Robinson Crusoe was published in 1719, at the beginning of a century that witnessed
increased industrialization and a shift from focus on community to an emphasis on
autonomous individualism. The rise of capitalism brought about great changes in the
economic order and exposed individuals to a system of evaluation that differed from
aristocratic tradition. Instead of an individual's place in society being determined at
birth, people entered professions and new social arrangements based on their work.

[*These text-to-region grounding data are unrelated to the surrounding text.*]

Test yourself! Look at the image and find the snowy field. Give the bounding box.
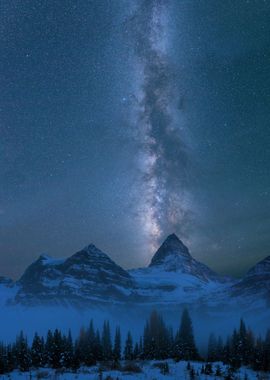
[0,361,268,380]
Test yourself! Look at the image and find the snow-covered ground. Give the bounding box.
[0,361,267,380]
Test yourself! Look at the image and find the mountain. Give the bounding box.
[1,234,268,313]
[230,255,270,302]
[130,234,231,306]
[15,244,133,306]
[148,233,224,282]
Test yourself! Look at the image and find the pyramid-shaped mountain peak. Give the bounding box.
[149,233,191,267]
[246,255,270,277]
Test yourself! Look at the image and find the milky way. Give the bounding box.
[1,0,269,277]
[127,0,191,251]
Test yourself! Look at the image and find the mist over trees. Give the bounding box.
[0,309,269,374]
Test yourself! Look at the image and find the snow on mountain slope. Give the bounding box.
[149,234,230,282]
[0,278,17,307]
[230,255,270,302]
[0,234,268,318]
[129,234,232,305]
[14,244,133,306]
[0,235,268,341]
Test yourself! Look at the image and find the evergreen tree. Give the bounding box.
[113,327,121,361]
[76,327,87,364]
[16,331,31,372]
[230,329,241,369]
[94,329,103,361]
[263,329,270,371]
[101,321,112,361]
[223,336,231,364]
[72,341,81,371]
[207,333,218,362]
[0,343,7,374]
[44,329,54,367]
[133,342,140,359]
[124,331,133,360]
[216,336,224,361]
[0,311,268,372]
[31,333,44,368]
[143,310,170,360]
[174,309,198,361]
[7,344,17,372]
[62,330,73,368]
[245,328,255,366]
[51,329,63,368]
[85,320,96,366]
[238,319,249,365]
[143,320,151,359]
[253,336,264,371]
[139,337,143,358]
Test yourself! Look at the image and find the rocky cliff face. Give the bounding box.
[148,234,224,282]
[15,244,133,306]
[4,234,269,310]
[230,256,270,299]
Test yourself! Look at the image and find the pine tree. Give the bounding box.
[72,341,81,371]
[101,321,112,361]
[216,336,224,361]
[94,329,103,361]
[143,320,151,359]
[124,331,133,360]
[113,327,121,361]
[245,328,255,366]
[143,310,170,360]
[139,336,143,359]
[44,329,54,367]
[7,344,17,372]
[31,332,44,368]
[133,342,140,360]
[253,336,264,371]
[51,329,63,368]
[174,309,198,361]
[207,333,218,362]
[85,320,96,366]
[238,319,249,365]
[230,329,241,369]
[62,330,73,368]
[0,342,7,374]
[16,331,31,372]
[263,329,270,371]
[76,327,87,364]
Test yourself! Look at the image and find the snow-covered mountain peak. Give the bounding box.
[230,255,270,299]
[15,244,133,306]
[149,234,191,267]
[246,255,270,277]
[4,237,267,310]
[39,254,51,261]
[80,243,110,260]
[37,254,65,266]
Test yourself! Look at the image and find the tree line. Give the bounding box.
[207,318,270,372]
[0,309,269,374]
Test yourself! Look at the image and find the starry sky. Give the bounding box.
[1,0,270,279]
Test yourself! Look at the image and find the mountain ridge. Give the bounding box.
[0,234,268,310]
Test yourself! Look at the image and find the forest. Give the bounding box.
[0,309,269,374]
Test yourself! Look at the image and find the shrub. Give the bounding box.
[36,371,50,379]
[122,362,142,373]
[152,362,170,374]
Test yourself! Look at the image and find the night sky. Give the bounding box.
[1,0,270,279]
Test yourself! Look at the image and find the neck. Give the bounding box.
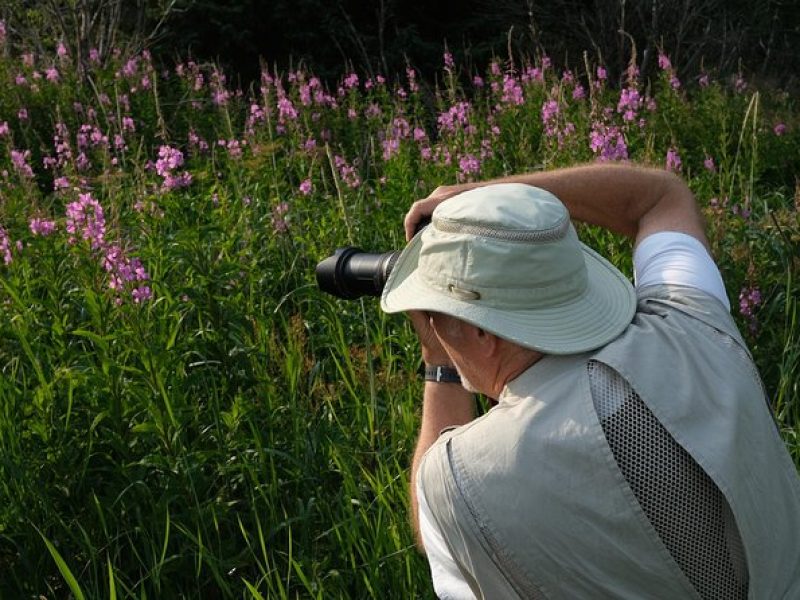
[488,343,543,398]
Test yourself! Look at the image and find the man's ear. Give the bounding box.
[471,325,500,357]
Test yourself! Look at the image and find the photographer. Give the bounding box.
[380,163,800,599]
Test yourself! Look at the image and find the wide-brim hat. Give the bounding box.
[380,183,636,355]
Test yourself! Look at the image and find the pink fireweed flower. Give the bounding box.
[698,73,710,87]
[443,51,455,72]
[589,124,628,161]
[54,176,70,190]
[132,286,152,303]
[521,66,542,83]
[271,202,290,233]
[0,226,12,265]
[541,99,560,137]
[343,73,359,89]
[155,145,192,191]
[18,108,28,121]
[364,103,382,119]
[670,75,681,90]
[277,96,298,122]
[382,137,400,160]
[89,48,100,63]
[66,193,106,249]
[11,149,35,178]
[596,66,607,81]
[406,68,419,93]
[473,75,484,88]
[57,42,69,58]
[572,85,586,100]
[29,218,57,236]
[734,75,747,93]
[155,145,184,175]
[15,74,27,86]
[299,179,312,195]
[658,53,672,70]
[774,123,787,136]
[437,102,471,133]
[666,148,682,172]
[458,154,480,176]
[502,74,524,105]
[102,244,152,302]
[617,87,642,122]
[334,155,361,189]
[704,156,716,172]
[0,121,9,136]
[738,286,762,332]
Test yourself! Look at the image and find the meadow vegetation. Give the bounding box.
[0,22,798,598]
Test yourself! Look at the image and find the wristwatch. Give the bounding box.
[424,364,462,384]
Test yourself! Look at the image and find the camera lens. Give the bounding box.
[315,247,401,299]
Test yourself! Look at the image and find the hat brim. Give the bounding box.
[380,229,636,355]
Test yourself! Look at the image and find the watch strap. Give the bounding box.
[424,364,462,384]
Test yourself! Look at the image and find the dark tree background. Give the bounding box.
[2,0,799,87]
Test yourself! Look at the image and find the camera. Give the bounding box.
[315,219,429,299]
[315,247,400,299]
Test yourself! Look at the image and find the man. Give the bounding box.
[380,163,800,599]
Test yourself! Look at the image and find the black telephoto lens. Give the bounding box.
[315,248,401,299]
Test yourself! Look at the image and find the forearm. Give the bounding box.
[410,381,475,549]
[418,163,708,249]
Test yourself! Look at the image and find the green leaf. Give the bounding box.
[39,531,86,600]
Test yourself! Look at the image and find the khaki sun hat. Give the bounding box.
[380,183,636,354]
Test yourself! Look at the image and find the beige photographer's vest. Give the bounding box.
[419,285,800,599]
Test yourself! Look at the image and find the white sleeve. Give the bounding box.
[417,473,477,600]
[634,232,730,310]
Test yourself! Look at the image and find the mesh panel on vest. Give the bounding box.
[587,360,749,600]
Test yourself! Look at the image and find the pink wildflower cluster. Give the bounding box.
[65,192,151,302]
[457,153,481,181]
[501,74,524,105]
[657,52,681,90]
[382,117,412,160]
[738,286,762,332]
[271,202,290,233]
[589,123,628,161]
[334,155,361,189]
[665,148,682,172]
[155,145,192,191]
[66,193,106,249]
[437,102,473,134]
[617,88,643,123]
[11,149,35,179]
[540,99,575,146]
[210,69,230,106]
[0,225,12,265]
[29,218,57,236]
[102,244,151,303]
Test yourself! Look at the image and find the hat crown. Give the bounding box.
[433,183,569,240]
[418,184,588,308]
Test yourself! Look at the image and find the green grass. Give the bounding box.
[0,44,797,597]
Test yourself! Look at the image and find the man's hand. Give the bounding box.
[404,184,475,241]
[407,310,452,366]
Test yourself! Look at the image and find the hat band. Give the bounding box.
[419,267,589,309]
[432,214,570,243]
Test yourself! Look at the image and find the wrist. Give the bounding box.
[424,364,462,384]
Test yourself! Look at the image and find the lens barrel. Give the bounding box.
[315,247,401,299]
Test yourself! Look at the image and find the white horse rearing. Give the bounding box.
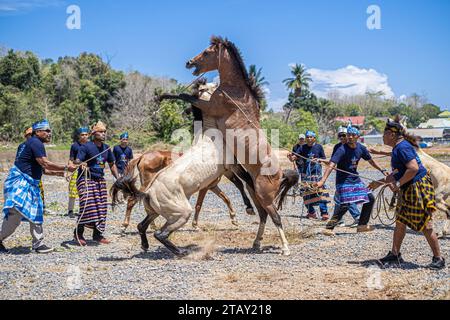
[132,84,229,256]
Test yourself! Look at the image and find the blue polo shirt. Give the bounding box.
[113,145,133,174]
[76,141,115,179]
[14,136,47,180]
[391,140,427,184]
[330,142,372,185]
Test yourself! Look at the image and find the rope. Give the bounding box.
[372,184,398,226]
[72,165,91,247]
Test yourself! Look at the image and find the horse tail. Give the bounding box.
[275,169,299,210]
[110,155,146,207]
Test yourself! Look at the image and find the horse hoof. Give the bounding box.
[246,208,256,216]
[231,220,239,227]
[252,243,261,251]
[281,249,291,256]
[176,249,189,258]
[192,223,199,230]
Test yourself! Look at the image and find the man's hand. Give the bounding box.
[368,180,383,191]
[314,180,325,188]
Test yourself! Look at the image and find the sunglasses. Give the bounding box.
[38,129,52,133]
[338,134,347,138]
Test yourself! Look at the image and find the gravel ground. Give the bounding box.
[0,167,448,300]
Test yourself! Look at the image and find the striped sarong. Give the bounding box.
[335,182,371,205]
[76,177,108,233]
[396,173,436,232]
[69,170,79,198]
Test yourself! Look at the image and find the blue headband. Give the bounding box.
[347,126,360,136]
[120,132,129,140]
[305,130,316,138]
[32,119,50,131]
[78,127,89,134]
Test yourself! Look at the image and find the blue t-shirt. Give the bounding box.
[113,145,133,173]
[69,141,85,161]
[332,142,343,157]
[391,140,427,184]
[297,143,326,176]
[76,141,115,179]
[330,142,372,185]
[14,136,47,180]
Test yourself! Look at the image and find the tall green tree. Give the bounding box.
[282,63,312,122]
[248,64,269,111]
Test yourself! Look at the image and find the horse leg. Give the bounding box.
[254,176,290,256]
[225,171,255,215]
[210,185,238,226]
[121,197,137,234]
[241,182,269,251]
[193,188,208,228]
[137,212,159,251]
[154,212,191,257]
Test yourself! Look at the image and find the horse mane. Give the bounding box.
[210,35,265,106]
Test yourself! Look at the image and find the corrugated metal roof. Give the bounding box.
[408,128,444,138]
[418,118,450,128]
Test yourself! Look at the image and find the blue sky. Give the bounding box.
[1,0,449,111]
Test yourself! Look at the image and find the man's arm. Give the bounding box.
[316,162,336,188]
[36,157,76,172]
[368,159,389,176]
[369,148,392,156]
[109,162,119,179]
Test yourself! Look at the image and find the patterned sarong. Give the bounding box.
[69,170,79,198]
[335,182,371,205]
[301,165,330,206]
[3,166,44,224]
[76,177,108,233]
[396,173,436,232]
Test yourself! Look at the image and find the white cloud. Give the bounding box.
[308,65,395,98]
[0,0,63,13]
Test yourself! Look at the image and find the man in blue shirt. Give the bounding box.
[113,132,134,176]
[73,121,119,246]
[331,127,361,227]
[67,127,90,218]
[1,120,76,254]
[290,130,330,220]
[316,126,386,233]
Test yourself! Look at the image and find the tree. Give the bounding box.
[0,50,41,90]
[248,64,269,111]
[282,63,312,123]
[421,103,441,120]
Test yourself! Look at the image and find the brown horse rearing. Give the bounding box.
[111,150,256,232]
[160,36,299,255]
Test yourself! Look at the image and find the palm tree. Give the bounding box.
[283,63,312,98]
[248,64,269,111]
[282,63,312,123]
[248,64,269,87]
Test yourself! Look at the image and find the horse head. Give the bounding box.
[186,36,225,75]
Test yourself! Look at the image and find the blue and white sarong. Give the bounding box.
[335,182,371,205]
[2,166,44,224]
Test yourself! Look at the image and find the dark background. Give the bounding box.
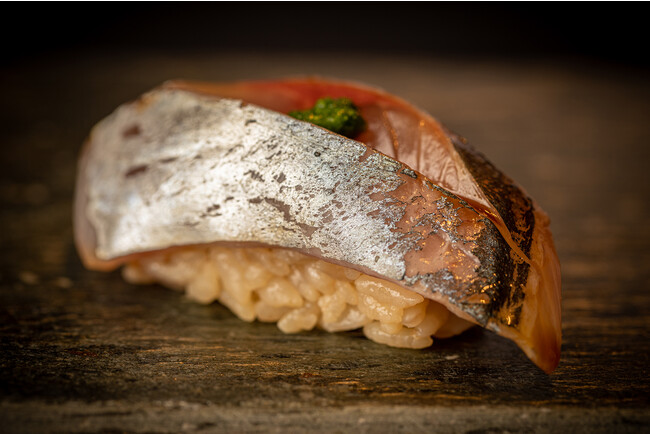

Defoe is one of the first writers to represent this kind of economic individualism, and
Robinson Crusoe, the protagonist of his novel, is a living proof of what was called Homo
Economicus. Indeed, Robinson, spends the opening sections of the novel in heavy
pursuit of money. He readily admits to the reader his reasons for travel: it is more
profitable to trade with indigenous peoples of non-Western cultures, since they value
goods differently than Europeans do.

In addition , Defoe's "Robinson Crusoe" began the literary genre of realistic fiction. The
aspects of his writing that define "realism" would be the immense detail he uses;
descriptive language; and the flow of his narrative (dialect included). Defoe concentrates
on the qualities of different objects, which provide us with a picture to accompany the
words. Defoe expresses his work in realism via : first person narrator, using specific
dates, real places, lots of details and personal diaries.